6.1. Monumen dan Institusi Terkait
Beberapa monumen dan institusi telah didirikan untuk menghormati Josemaría Escrivá. Sebuah patung perunggu Escrivá dapat ditemukan di Cahir, Irlandia, yang memperingati kunjungannya pada tahun 1959. Patung Santo Josemaría Escrivá juga ditempatkan di luar Basilika Santo Petrus di Vatikan, yang diresmikan pada 30 Agustus 2005, disusul dengan pemberkatan oleh Paus Benediktus XVI. Selain itu, Josemaría Escrivá memiliki peran dalam pendirian dan pengembangan Universitas Navarre di Pamplona, Spanyol, dan Universitas Piura di Peru. Ia juga mendirikan Collegium Romanum Sanctae Crucis dan Collegium Romanum Sanctae Mariae di Roma, yang sekarang menjadi bagian dari Universitas Kepausan Salib Suci.
7. Karya Tulis
Josemaría Escrivá telah menulis beberapa buku yang menjadi inti dari ajarannya dan spiritualitas Opus Dei. Karya-karya utamanya meliputi:
- Jalan (2002)
- Alur (1987)
- Tempa (2003)
- Pembicaraan dengan Monsinyur Josemaría Escrivá (2002)
- Sahabat Allah (1981)
- Kristus Melewati (1982)
- Jatuh Cinta dengan Gereja (1989)
- Rosario Suci (2001)
- Jalan Salib (tidak ditemukan informasi publikasi, tetapi disebutkan di sumber Jepang)
8. Dalam Budaya Populer
Kehidupan Josemaría Escrivá telah direpresentasikan dalam film dan dokumenter.
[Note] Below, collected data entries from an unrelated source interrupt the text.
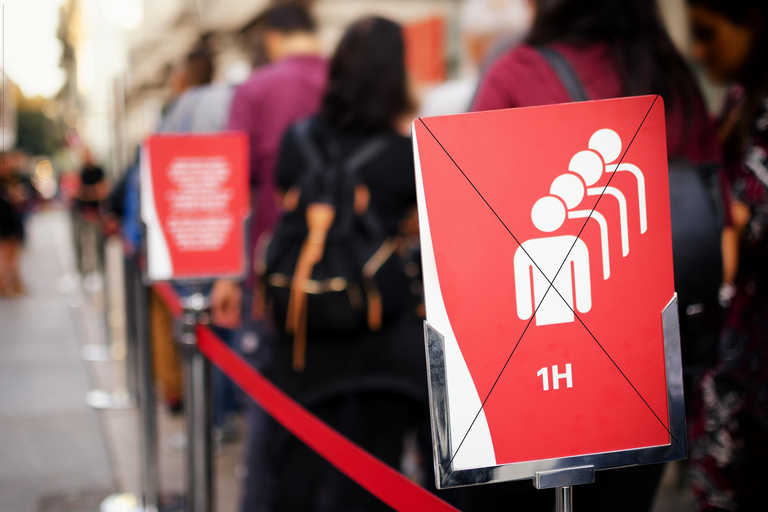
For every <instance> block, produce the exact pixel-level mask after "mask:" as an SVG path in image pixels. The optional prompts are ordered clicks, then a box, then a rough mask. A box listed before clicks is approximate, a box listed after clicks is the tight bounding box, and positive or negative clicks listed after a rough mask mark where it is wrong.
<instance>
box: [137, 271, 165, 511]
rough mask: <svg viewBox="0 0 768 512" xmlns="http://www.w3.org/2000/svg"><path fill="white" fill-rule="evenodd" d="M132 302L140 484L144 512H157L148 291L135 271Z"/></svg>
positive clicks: (154, 398)
mask: <svg viewBox="0 0 768 512" xmlns="http://www.w3.org/2000/svg"><path fill="white" fill-rule="evenodd" d="M134 295H135V300H136V317H135V318H136V326H137V332H136V334H137V337H136V342H137V343H136V348H137V350H136V356H137V362H138V364H137V370H138V374H137V376H138V379H137V381H138V385H139V386H138V387H139V417H140V421H141V432H142V448H143V450H142V457H141V462H142V474H141V476H142V484H143V487H144V509H145V510H146V512H157V510H158V502H159V497H158V495H159V490H158V480H159V468H158V453H157V404H156V399H155V381H154V375H153V372H152V368H153V367H152V347H151V339H150V328H149V288H147V287H146V286H144V283H143V282H142V279H141V275H140V274H139V273H138V272H137V273H136V278H135V279H134Z"/></svg>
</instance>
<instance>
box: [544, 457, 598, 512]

- Film There Be Dragons, yang disutradarai oleh Roland Joffé pada tahun 2011, menampilkan Josemaría Escrivá muda dengan latar belakang Perang Saudara Spanyol.
- Beberapa film dokumenter telah dibuat tentang Santo Josemaría Escrivá, termasuk "Jika Ada Iman" (1999) dan "Santo Kehidupan Sehari-hari".